Mexican Chocolate Cream Pie
Makes 1 pie with 8 servings

Crust:
  • 1 1/2 cups graham cracker crumbs (about 10 cookie sheets), divided
  • 2 tablespoons sugar
  • 1 teaspoon ground cinnamon
  • 1/8 teaspoon salt
  • 2 tablespoons egg white - about 1 large egg's worth
  • 2 tablespoons butter, melted
  • Cooking spray
Filling:
  • 1/2 cup sugar
  • 2 tablespoons cornstarch
  • 1 tablespoon unsweetened cocoa
  • 1/4 teaspoon instant espresso powder
  • 1/8 teaspoon salt
  • 1/8 teaspoon ground red pepper
  • 1 large egg
  • 1 large egg yolk
  • 1 3/4 cups 2% reduced-fat milk
  • 2 ounces dark chocolate, chopped
  • 1 1/2 cups frozen reduced-calorie whipped topping, thawed
 Directions

  1. Preheat oven to 375°.
  2. To prepare the crust, reserve 1 tablespoon crumbs for topping. Combine the remaining crumbs, 2 tablespoons sugar, cinnamon, and 1/8 teaspoon salt in a bowl, stirring well. Stir in egg white and butter. Press crumb mixture into bottom and up sides of a 9-inch pie plate coated with cooking spray. Bake at 375° for 9 minutes or until lightly toasted; cool completely on a wire rack.
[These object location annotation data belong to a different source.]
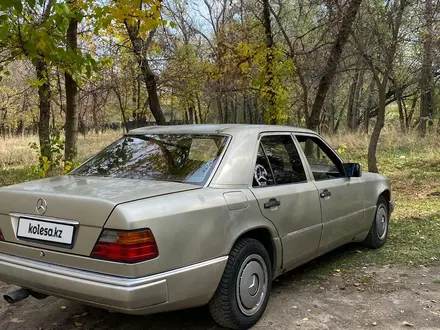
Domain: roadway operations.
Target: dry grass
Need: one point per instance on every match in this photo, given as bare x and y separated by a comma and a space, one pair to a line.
15, 151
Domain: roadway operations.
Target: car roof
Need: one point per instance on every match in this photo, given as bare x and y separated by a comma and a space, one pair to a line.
215, 129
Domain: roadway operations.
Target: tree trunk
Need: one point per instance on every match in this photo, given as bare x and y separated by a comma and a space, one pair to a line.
271, 116
398, 93
94, 111
199, 108
380, 122
220, 110
332, 63
44, 95
140, 47
191, 114
427, 78
351, 97
71, 125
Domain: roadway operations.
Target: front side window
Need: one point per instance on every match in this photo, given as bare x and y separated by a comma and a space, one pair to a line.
282, 156
323, 162
186, 158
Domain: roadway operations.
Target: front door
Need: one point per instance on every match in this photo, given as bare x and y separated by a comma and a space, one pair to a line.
287, 197
341, 197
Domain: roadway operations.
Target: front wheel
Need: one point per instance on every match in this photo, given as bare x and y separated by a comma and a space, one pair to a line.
379, 229
242, 295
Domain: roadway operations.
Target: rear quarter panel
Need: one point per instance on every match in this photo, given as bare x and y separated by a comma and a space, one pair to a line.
374, 185
190, 227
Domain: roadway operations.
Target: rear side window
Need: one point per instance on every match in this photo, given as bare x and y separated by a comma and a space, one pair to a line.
324, 163
187, 158
283, 159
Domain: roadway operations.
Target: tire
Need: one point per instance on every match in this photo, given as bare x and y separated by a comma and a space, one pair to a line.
378, 233
242, 295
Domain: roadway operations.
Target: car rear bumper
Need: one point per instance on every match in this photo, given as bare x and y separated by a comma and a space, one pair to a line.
181, 288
  3. To prepare filling, combine 1/2 cup sugar and the next 7 ingredients (through egg yolk) in a bowl, stirring well with a whisk. Place the milk in a medium, heavy saucepan over medium-high heat; cook until milk reaches 180° or until tiny bubbles form around edge (do not boil). Gradually add hot milk to egg mixture, stirring constantly with a whisk. Return milk mixture to pan; cook over medium heat 10 minutes or until thick and bubbly, stirring constantly. Remove from heat. Add chocolate; stir until smooth.
  4. Place pan in a large ice-filled bowl for 10 minutes or until mixture cools, stirring occasionally. Spoon filling into crust, and cover surface of filling with plastic wrap. Chill for 3 hours or until set; remove plastic wrap. Spread the whipped topping over filling; sprinkle with reserved cracker crumbs.